DCCC spokesman Avery Jaffe said Democrats are “on the offense” in Texas and that their candidates are in a “strong position to deliver in November.” Democrats outraised their Republican opponents in the third quarter in all but one of the 10 districts they’re targeting.
While there have been some calls for the Biden campaign to spend more, and there’s been a late infusion in the race between Sen. John Cornyn (R) and MJ Hegar (D), the DCCC put money in early. The DCCC and the House Majority PAC booked more than $13 million in TV time across five markets since August, according to the DCCC. Texas Democratic campaign consultant Colin Strother said the early investment is making the difference from 2018.
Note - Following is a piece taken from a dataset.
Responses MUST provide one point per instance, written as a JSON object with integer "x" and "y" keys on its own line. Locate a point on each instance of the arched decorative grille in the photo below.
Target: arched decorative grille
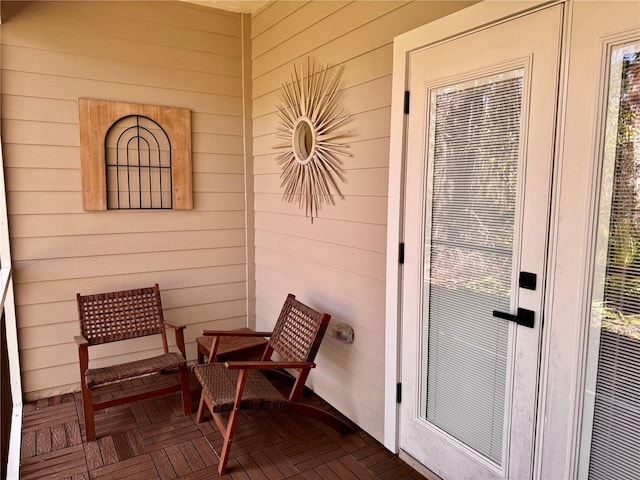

“We’ve been used as an ATM for a generation,” Strother said. “This is the biggest national investment in Texas politics on the Democratic side in more than a generation.”
The candidates themselves have also been outraising their Republican counterparts. Roy’s challenger Wendy Davis (D) raised $3.5 million to Roy’s $1.6 million in the third quarter, and Sri Preston Kulkarni (D) in the 22nd raised $2.1 million to Troy Nehls’ (R) $834,000.
In the 23rd, which stretches along the Mexico border from El Paso to San Antonio, Gina Ortiz Jones (D) has spent nearly $4 million on ads, according to Advertising Analytics, while the NRCC has spent $3.4 million in ads to boost their candidate Tony Gonzales (R).
Republicans have focused their efforts on taking back Fletcher’s and Allred’s seats, though Democrats say those flips are unlikely and Cook rates both as Likely Democratic. Genevieve Collins (R) has spent $3 million on ads in her challenge to Allred, and Wesley Hunt (R) and the Congressional Leadership Fund have spent more $6 million combined on ads to defeat Fletcher.
Ryan said it’s possible Republicans can flip one of the seats they lost in 2018 and keep the others. With suburban voters’ strong reactions to Trump, though, Ryan said it’s likely Republicans lose more seats.
“2018 was a wake-up call,” Ryan said. “If we lose some more seats this cycle, we’re going to have to have a come-to-Jesus meeting.”